324. Wiggle Sort II

Given an unsorted array nums, reorder it such that nums[0] < nums[1] > nums[2] < nums[3]....

Example:
(1) Given nums = [1, 5, 1, 1, 6, 4], one possible answer is [1, 4, 1, 5, 1, 6].
(2) Given nums = [1, 3, 2, 2, 3, 1], one possible answer is [2, 3, 1, 3, 1, 2].

Note:
You may assume all input has valid answer.

Follow Up:
Can you do it in O(n) time and/or in-place with O(1) extra space?

Solution:

Method 1: sort

Sort the array and put corresponding elements to wiggle position.

Need auxiliary array.

The time complexity is O(nlogn) and the space complexity is O(n).



Code:

public class Solution {
    public void wiggleSort(int[] nums) {
        Arrays.sort(nums);
        int i = 0;
        int j = nums.length - 1;
        while (i < j) {
            int swap = nums[i];
            nums[i++] = nums[j];
            nums[j--] = swap;
        }
        int[] res = new int[nums.length];
        int m = nums.length | 1;
        for (i = 0; i < nums.length; i++) {
            res[(1 + i * 2) % m] = nums[i];
        }
        for (i = 0; i < res.length; i++) {
            nums[i] = res[i];
        }
    }
}

Method 2: 3-way partition and virtual indexing

Find median with O(n).

In-place exchange elements and put them to wiggle positions.

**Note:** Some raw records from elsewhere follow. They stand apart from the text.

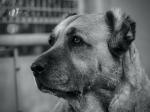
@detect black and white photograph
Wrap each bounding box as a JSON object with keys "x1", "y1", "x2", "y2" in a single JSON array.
[{"x1": 0, "y1": 0, "x2": 150, "y2": 112}]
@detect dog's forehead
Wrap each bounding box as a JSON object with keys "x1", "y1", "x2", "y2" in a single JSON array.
[
  {"x1": 54, "y1": 15, "x2": 79, "y2": 35},
  {"x1": 54, "y1": 14, "x2": 107, "y2": 40}
]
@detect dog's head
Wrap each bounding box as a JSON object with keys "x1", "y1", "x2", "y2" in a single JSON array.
[{"x1": 31, "y1": 10, "x2": 135, "y2": 98}]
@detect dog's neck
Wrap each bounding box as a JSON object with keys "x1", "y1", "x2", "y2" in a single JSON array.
[{"x1": 68, "y1": 90, "x2": 112, "y2": 112}]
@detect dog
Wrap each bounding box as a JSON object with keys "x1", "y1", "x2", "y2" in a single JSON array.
[{"x1": 31, "y1": 9, "x2": 150, "y2": 112}]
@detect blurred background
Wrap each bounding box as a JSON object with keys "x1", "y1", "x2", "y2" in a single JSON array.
[{"x1": 0, "y1": 0, "x2": 150, "y2": 112}]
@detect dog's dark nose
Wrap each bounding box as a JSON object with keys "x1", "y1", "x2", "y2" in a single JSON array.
[{"x1": 31, "y1": 63, "x2": 45, "y2": 73}]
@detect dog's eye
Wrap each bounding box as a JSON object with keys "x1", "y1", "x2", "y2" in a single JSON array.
[
  {"x1": 48, "y1": 35, "x2": 55, "y2": 46},
  {"x1": 71, "y1": 35, "x2": 84, "y2": 46}
]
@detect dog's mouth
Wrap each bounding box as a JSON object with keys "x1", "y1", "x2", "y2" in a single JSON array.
[{"x1": 35, "y1": 78, "x2": 81, "y2": 98}]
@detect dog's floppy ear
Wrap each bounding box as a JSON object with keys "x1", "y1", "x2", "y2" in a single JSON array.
[{"x1": 105, "y1": 9, "x2": 136, "y2": 57}]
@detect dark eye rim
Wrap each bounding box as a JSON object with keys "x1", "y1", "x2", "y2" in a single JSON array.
[
  {"x1": 71, "y1": 35, "x2": 84, "y2": 46},
  {"x1": 48, "y1": 34, "x2": 56, "y2": 46}
]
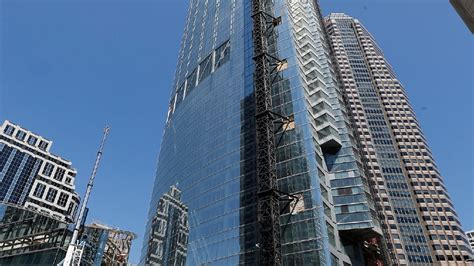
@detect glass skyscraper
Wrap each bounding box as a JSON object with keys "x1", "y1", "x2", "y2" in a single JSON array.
[
  {"x1": 325, "y1": 14, "x2": 472, "y2": 265},
  {"x1": 140, "y1": 0, "x2": 382, "y2": 265}
]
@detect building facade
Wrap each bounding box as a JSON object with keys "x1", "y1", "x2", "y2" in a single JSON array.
[
  {"x1": 0, "y1": 204, "x2": 73, "y2": 265},
  {"x1": 325, "y1": 14, "x2": 472, "y2": 265},
  {"x1": 145, "y1": 186, "x2": 189, "y2": 265},
  {"x1": 0, "y1": 121, "x2": 80, "y2": 222},
  {"x1": 449, "y1": 0, "x2": 474, "y2": 34},
  {"x1": 140, "y1": 0, "x2": 382, "y2": 265},
  {"x1": 466, "y1": 230, "x2": 474, "y2": 252},
  {"x1": 81, "y1": 223, "x2": 136, "y2": 266}
]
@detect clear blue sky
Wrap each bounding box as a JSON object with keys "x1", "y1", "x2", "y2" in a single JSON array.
[{"x1": 0, "y1": 0, "x2": 474, "y2": 262}]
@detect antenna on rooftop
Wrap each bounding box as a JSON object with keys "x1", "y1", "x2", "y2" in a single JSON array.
[{"x1": 59, "y1": 126, "x2": 110, "y2": 266}]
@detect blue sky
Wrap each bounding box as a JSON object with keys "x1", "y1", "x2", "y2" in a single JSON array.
[{"x1": 0, "y1": 0, "x2": 474, "y2": 262}]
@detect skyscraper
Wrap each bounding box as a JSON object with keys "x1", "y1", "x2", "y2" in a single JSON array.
[
  {"x1": 325, "y1": 14, "x2": 472, "y2": 265},
  {"x1": 0, "y1": 121, "x2": 80, "y2": 222},
  {"x1": 449, "y1": 0, "x2": 474, "y2": 33},
  {"x1": 141, "y1": 0, "x2": 382, "y2": 265}
]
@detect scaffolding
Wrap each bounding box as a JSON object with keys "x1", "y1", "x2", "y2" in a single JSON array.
[{"x1": 252, "y1": 0, "x2": 298, "y2": 265}]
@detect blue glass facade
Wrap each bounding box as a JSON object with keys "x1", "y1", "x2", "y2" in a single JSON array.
[{"x1": 141, "y1": 0, "x2": 382, "y2": 265}]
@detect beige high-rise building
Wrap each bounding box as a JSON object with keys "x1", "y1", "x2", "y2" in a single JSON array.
[{"x1": 325, "y1": 14, "x2": 472, "y2": 265}]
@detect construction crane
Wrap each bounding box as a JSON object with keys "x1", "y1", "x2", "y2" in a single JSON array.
[
  {"x1": 58, "y1": 126, "x2": 110, "y2": 266},
  {"x1": 252, "y1": 0, "x2": 288, "y2": 266}
]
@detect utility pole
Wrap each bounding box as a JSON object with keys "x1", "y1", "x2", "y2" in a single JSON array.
[{"x1": 59, "y1": 126, "x2": 110, "y2": 266}]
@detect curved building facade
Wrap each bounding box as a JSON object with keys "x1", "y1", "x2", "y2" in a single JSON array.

The time complexity is O(n) and the space complexity is O(1).

More explanation: Step by step explanation of index mapping in Java



Code:

public class Solution {
    public void wiggleSort(int[] nums) {
        int n = nums.length;
        int median = findKthLargest(nums, n / 2 + 1);
        
        int left = 0, i = 0, right = n - 1;
        while (i <= right) {

            if (nums[mapIndex(i, n)] > median) {
                exch(nums, mapIndex(left++, n), mapIndex(i++, n));
            }
            else if (nums[mapIndex(i, n)] < median) {
                exch(nums, mapIndex(right--, n), mapIndex(i, n));
            }
            else {
                i++;
            }
        }
    }
    
    public int mapIndex(int index, int n) {
        return (1 + 2 * index) % (n | 1);
    }
    
    
    public int findKthLargest(int[] nums, int k) {
        if (nums == null || nums.length == 0 || k <= 0) {
            return -1;
        }
        
        int lo = 0;
        int hi = nums.length - 1;
        partition(nums, lo, hi, k - 1);
        
        return nums[k - 1];
    }
    
    public void partition(int[] nums, int lo, int hi, int pos) {
        if (hi <= lo) {
            return;
        }
        
        int v = nums[lo];
        int gt = lo;
        int lt = hi;
        int i = lo;
        
        while (i <= lt) {
            if (nums[i] > v) {
                exch(nums, gt++, i++);
            }
            else if (nums[i] < v) {
                exch(nums, lt--, i);
            }
            else {
                i++;
            }
        }
        
        if (gt < pos) {
            partition(nums, gt + 1, hi, pos);
        }
        if (gt > pos) {
            partition(nums, lo, gt - 1, pos);
        }
    }
    
    public void exch(int[] nums, int i, int j) {
        int swap = nums[i];
        nums[i] = nums[j];
        nums[j] = swap;
    }
}